The demands come in light of burgeoning controversy following an opinion-rigging scandal here that involved the abuse of the article display and comment thread structure of Naver, the country’s top portal website through which most people here access news.
It was recently revealed that a power blogger under the name “Druking” and former members of the ruling party used a computer program to artificially ramp up the number of clicks on the “agree” button on comments for specific news articles displayed on Naver to sway public opinion.
The case ignited public fury on Naver and its apparent failure to prevent interference, leading to criticism the portal had become a powerful, centralized news channel that can be manipulated to sway public opinion.
Currently, Naver curates and displays news articles from dozens of media companies on its main page and news tab.
When a user clicks on an article, the content is shown within Naver’s site, under an “inlink system.” Below an article is a comment system run independently by Naver that shows the most-liked comments at the top.

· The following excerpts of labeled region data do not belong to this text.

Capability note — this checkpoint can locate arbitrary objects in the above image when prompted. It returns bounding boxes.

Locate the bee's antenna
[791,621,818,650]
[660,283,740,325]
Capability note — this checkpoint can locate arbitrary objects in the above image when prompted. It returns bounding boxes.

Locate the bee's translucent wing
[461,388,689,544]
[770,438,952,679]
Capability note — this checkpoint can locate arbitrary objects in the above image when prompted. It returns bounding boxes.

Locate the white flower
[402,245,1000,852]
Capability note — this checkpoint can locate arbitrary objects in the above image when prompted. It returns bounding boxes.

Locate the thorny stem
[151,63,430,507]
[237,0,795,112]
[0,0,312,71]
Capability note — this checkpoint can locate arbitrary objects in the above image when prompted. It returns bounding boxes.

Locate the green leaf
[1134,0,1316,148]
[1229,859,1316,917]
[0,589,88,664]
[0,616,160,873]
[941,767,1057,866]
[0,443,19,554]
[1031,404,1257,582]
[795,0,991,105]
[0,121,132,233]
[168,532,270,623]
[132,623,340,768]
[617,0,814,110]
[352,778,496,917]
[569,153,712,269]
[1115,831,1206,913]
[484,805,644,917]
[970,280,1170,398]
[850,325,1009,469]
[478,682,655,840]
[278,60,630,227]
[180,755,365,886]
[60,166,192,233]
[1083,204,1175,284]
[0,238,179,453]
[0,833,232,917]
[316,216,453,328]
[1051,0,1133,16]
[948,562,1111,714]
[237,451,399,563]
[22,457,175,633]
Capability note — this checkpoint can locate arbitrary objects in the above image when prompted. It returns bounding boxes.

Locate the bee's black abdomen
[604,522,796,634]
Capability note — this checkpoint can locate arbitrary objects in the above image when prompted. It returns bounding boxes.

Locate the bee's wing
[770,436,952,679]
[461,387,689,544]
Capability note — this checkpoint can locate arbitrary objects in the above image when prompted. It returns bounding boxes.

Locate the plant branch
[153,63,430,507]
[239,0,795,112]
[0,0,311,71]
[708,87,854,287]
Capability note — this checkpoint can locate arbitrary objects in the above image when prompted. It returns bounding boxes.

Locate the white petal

As one way of diffusing Naver’s direct control and the centralized comment structure, an “outlink system” has been proposed. In an outlink system like the one used by Google News, users who click on an article would be redirected to the media company’s own website.
Naver recently pledged to relinquish its authority to edit news headlines and to remove the list of news and popular search keywords on the starting page on its site. However, the changes have so far been applied only to its mobile website.
Naver also said it would introduce, in incremental steps, an outlink system for news articles through discussions with individual news companies. But in this case, the portal website said it would stop the content fees it currently pays to news firms.
Naver CEO Han Seong-sook attends a press conference to discuss upcoming changes to the company’s online news and comment system, held at the Naver Partner Square in Gangnam-gu, southern Seoul on May 9. (Yonhap)
In addition, the portal has also adopted a new set of rules for its news comment system, such as capping the number of comments a user can click “agree” or “disagree” on to 50 per day, and allowing users to post just three comments per day on news articles.
However, critics say the changes would do little to prevent rigging attempts similar to Druking’s. One would simply need to recruit more borrowed accounts, they argued.
The Korean newspaper union does not view Naver’s proposal as an authentic gesture, calling it a move to temporarily ease public anger at the company. It says the move is insufficient to restore press autonomy of online news distribution.
“We need concrete policies in order to truly transform the portal site news service market and to prevent the retreat of reforms,” the union said in Tuesday’s statement.
“Portal news service policies, including the outlink system, should become regulated by law and be applied to not only Naver but all portal news companies. Portal websites should also take joint responsibility for fake news and comments alongside media companies,” it said.